Oireachtas Joint and Select Committees

Wednesday, 13 December 2017

Joint Oireachtas Committee on Rural and Community Development

National Planning Framework: Discussion

11:00 am

Photo of Michael FitzmauriceMichael Fitzmaurice (Roscommon-Galway, Independent) | Oireachtas source

I thank the Minister for coming in. I also thank Mr. Cussen and Mr. Hogan for attending.

I was in Sligo when the Minister's predecessor, Deputy Coveney, launched the plan and invited people right across the country to make submissions. I visited seven counties. I went to Donegal, Sligo, Cavan, Mayo, Roscommon, Galway and Leitrim to listen to people outline what they need for the future. There is a fair onus on this plan for the simple reason that it will cover the next 20 years. It is a defining time. The reality is that we either do it right now or certain parts of rural Ireland will be forgotten. This is the responsibility that is on our shoulders.

We are not happy with the framework. What we need to do is make it right. That is the only way one can solve something. We can give out about it and we can jump and down, but all one can do is make it right.

I have this to say about whoever is responsible for writing it.

Deputy Penrose talked about consultants earlier. Consultants need to be removed from every room in the country because, first, they are robbing the country and, second, they do not know the nuts and bolts of this. They do not realise what is happening. These people live in a fantasy world compared with some people who live in rural parts of Ireland.

If the Minister of State looks at a copy of the map Deputy Smyth has, he will see there is not one city in the Republic north of a line drawn from Dublin to Galway. Are we going to leave the likes of Sligo and Letterkenny without city status or build that area up? These places are not in my constituency but they are important. The first thing we are doing is putting in a foundation with this plan, but if we do not build houses right and have the foundation right, we will go nowhere. The Minister knows what we need; he was party to the talks on the formation of a government. The whole western arc was taken out of the TEN-T funding in 2011. He remembers that. It was put into the programme for Government, but the Minister, Deputy Ross, is more concerned about drink-driving than ensuring TEN-T funding for that area, which would help it economically.

We need to tie up with Northern Ireland. The A5 from Derry to Aughnacloy will be completed. A spur can be built out of that to the M1 if we lay down our plans for the future. This is being done in bits but it is like draining one field when the whole farm is wet. There is no point to it. It is like hopping. Bits are being built from Mullingar, but a road needs to be brought down along the west from Mullingar to Westport and from Carrick-on-Shannon to Sligo. The new road that is being opened, the M6 to Tuam, is great. It is opening access to the area. The Minister of State was right in saying earlier that one cannot catch some business person by the neck and tell him or her to go somewhere else. However, someone stuck behind a 35X tractor for an hour driving around Longford will definitely not go there. We also need to build roads strategically in this plan. We are in trouble in Galway, and I do not blame this all on the Departments. Some county councils are asleep and need a wake-up call about what is going on but others need resources. I noticed the Minister of State talked about maintaining regional and local roads and strategic road improvement, but the councils do not get the money. They are about 40% down. We cannot maintain them.

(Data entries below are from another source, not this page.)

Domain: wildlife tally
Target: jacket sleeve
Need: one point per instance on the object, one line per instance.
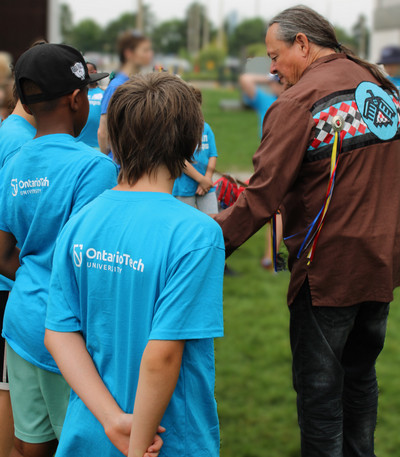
(287, 132)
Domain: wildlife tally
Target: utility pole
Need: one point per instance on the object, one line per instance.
(220, 36)
(194, 28)
(206, 27)
(139, 16)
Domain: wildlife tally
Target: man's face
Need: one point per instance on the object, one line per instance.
(287, 61)
(393, 70)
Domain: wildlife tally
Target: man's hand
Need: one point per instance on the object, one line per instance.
(118, 431)
(204, 186)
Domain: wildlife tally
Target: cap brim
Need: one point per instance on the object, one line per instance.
(98, 76)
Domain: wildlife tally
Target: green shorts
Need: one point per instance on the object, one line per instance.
(39, 400)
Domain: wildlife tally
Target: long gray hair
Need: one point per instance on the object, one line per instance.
(301, 19)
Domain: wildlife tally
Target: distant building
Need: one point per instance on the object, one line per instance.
(24, 21)
(386, 26)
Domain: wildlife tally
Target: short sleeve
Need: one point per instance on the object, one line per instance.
(63, 303)
(212, 147)
(100, 175)
(108, 93)
(190, 305)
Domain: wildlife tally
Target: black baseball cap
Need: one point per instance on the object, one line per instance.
(390, 55)
(57, 69)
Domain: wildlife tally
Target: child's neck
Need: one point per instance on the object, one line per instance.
(19, 111)
(160, 182)
(54, 122)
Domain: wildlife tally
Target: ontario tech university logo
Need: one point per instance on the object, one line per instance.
(30, 186)
(114, 262)
(78, 254)
(377, 109)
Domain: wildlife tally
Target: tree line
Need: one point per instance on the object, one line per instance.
(189, 36)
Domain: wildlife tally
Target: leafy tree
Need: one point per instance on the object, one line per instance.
(66, 22)
(170, 37)
(211, 58)
(127, 21)
(87, 35)
(248, 32)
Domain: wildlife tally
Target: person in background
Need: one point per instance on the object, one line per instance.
(135, 52)
(136, 335)
(260, 100)
(95, 96)
(195, 185)
(5, 85)
(390, 59)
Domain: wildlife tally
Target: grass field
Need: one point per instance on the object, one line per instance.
(254, 392)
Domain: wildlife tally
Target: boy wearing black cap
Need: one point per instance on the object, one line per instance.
(41, 187)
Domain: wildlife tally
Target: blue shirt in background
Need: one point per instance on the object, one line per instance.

The Minister of State talked about the CAP. The CAP needs to shift the 20% of farmers getting 80% of the money in the next three years. We are seeing land abandonment at present. The Government needs to put the full infrastructure in. I know the Government cannot do this on its own; it will need regional plans afterwards along with local plans for towns.

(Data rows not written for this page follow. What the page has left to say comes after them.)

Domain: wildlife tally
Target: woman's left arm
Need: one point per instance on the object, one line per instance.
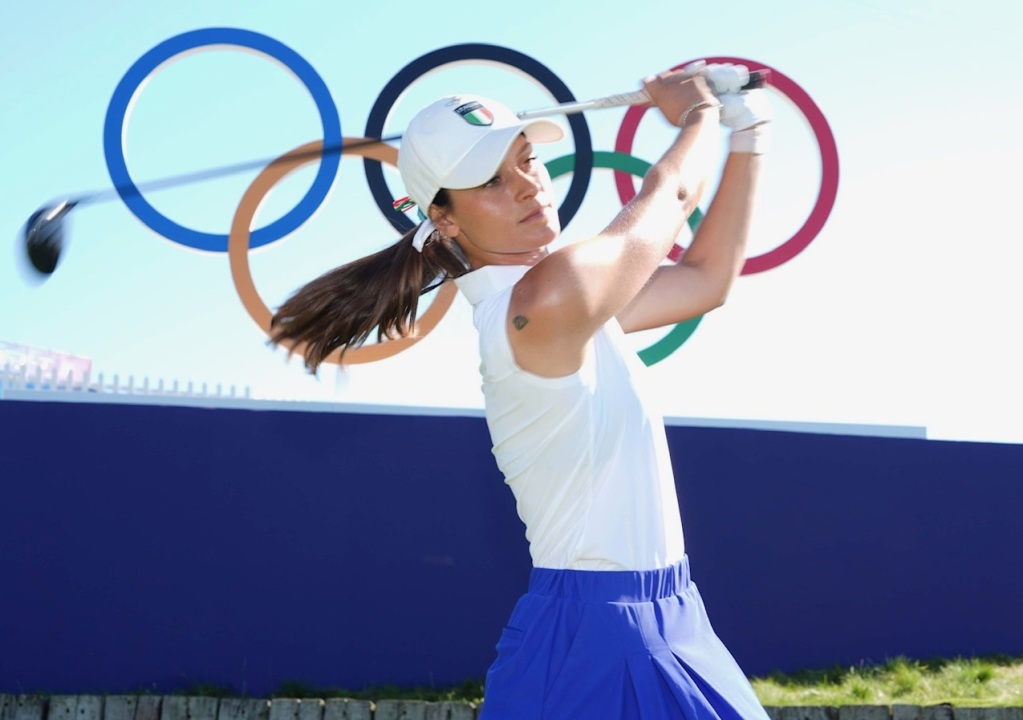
(703, 277)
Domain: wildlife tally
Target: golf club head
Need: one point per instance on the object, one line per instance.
(44, 236)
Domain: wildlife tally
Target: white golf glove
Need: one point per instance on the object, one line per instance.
(746, 113)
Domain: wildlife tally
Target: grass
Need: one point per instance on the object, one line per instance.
(988, 681)
(962, 681)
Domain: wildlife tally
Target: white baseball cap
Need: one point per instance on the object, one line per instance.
(459, 141)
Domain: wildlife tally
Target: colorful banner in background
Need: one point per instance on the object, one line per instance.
(869, 304)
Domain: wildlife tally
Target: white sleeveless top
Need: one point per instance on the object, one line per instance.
(585, 455)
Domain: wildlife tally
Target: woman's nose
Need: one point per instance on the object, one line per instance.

We all know the problems Dublin has. I question one thing I saw in the plan. We are dreaming this dream, or perhaps it is Transport Infrastructure Ireland, that we will spend €3 billion in ten or 12 years' time on building an underground way out to the airport. I went out that way the other day. I telephoned Iarnród Éireann and was told that for €200 million, we could build a spur from Malahide. Half a loaf is better than no bread, but we are not doing this for Dublin. Galway is losing jobs, according to the statistics that have come out, because of traffic problems. Tree huggers have been blocking developments in this regard for years and years, and we need to do something about them as well. There are people objecting. The Apple data centre in Athenry is being held up, as was the outer ring road in Galway. How many more roads will be held up? Someone who could be from the bottom end of Waterford will object to something being built in Galway. This cannot go on. It is the Minister of State's Department that can change some of the rules in this regard. I know it cannot do everything, and I am not saying that, but we must have a vision for the next 20 years of the kind of country we want. When the plan comes out in spring, do we want a road from Dublin to Mullingar? Do we want a proper road from Mullingar to Westport? Are we going to join up with, and talk to, the Northern officials? Will a road be built out to Aughnacloy? Are we going to lengthen the road in the Minister of State's area heading towards Monaghan? Will a road be built from, say, Donegal to Sligo? Are we going to make a city out of Sligo? Are we going to make a city out of Athlone or are we going to keep tilting everyone back to Dublin? That is the problem at present. We need the Cork-to-Mallow road completed to serve the southern part of the country. We need to know shortly whether something like the Luas will be built in the likes of Galway, Cork or Limerick. We must look 20 years ahead. Will we have a rail corridor in the west of Ireland? If such a rail corridor is not in the plan, we better cut to the chase. There is a debate going on about greenways and rail, but we need to know where we are going for the next 20 years because people will make decisions based on this plan and the Minister of State and his officials have an opportunity to get this strategically right.

This plan is an aspiration for the simple reason that the last one was published in 2002 and I still see many parts of that plan in respect of which nothing was ever delivered on. No one will ever say that everything will be delivered on, but one thing we need to see is whether the Minister of State will include these projects in the plan. If we do not do this, if we do not build the foundation of what is to be put in the plan now, we are as well just to forget about it.

Another problem I have concerns rural housing, and I ask the Minister of State's officials to look at this. Some of these do-gooders do not understand that if one does not have a son or a daughter building, the local national school will be in trouble down the line because one needs a chain of children to keep a small school open in rural Ireland. The shop in the local area needs to be kept open. We are not looking for anything for nothing. People in rural Ireland are paying for everything but, ultimately, all they are looking for is a little fair play. This is not to have a go at the Minister of State or anything like that. What I am saying to him is that this is an opportunity to lay the foundations now. However, if the plan comes out the same as it was the last time, we need to make concrete decisions to the effect that from now on this is what we will do for the next 20 years. If these projects are not in the plan, we may as well give up talking about rural Ireland.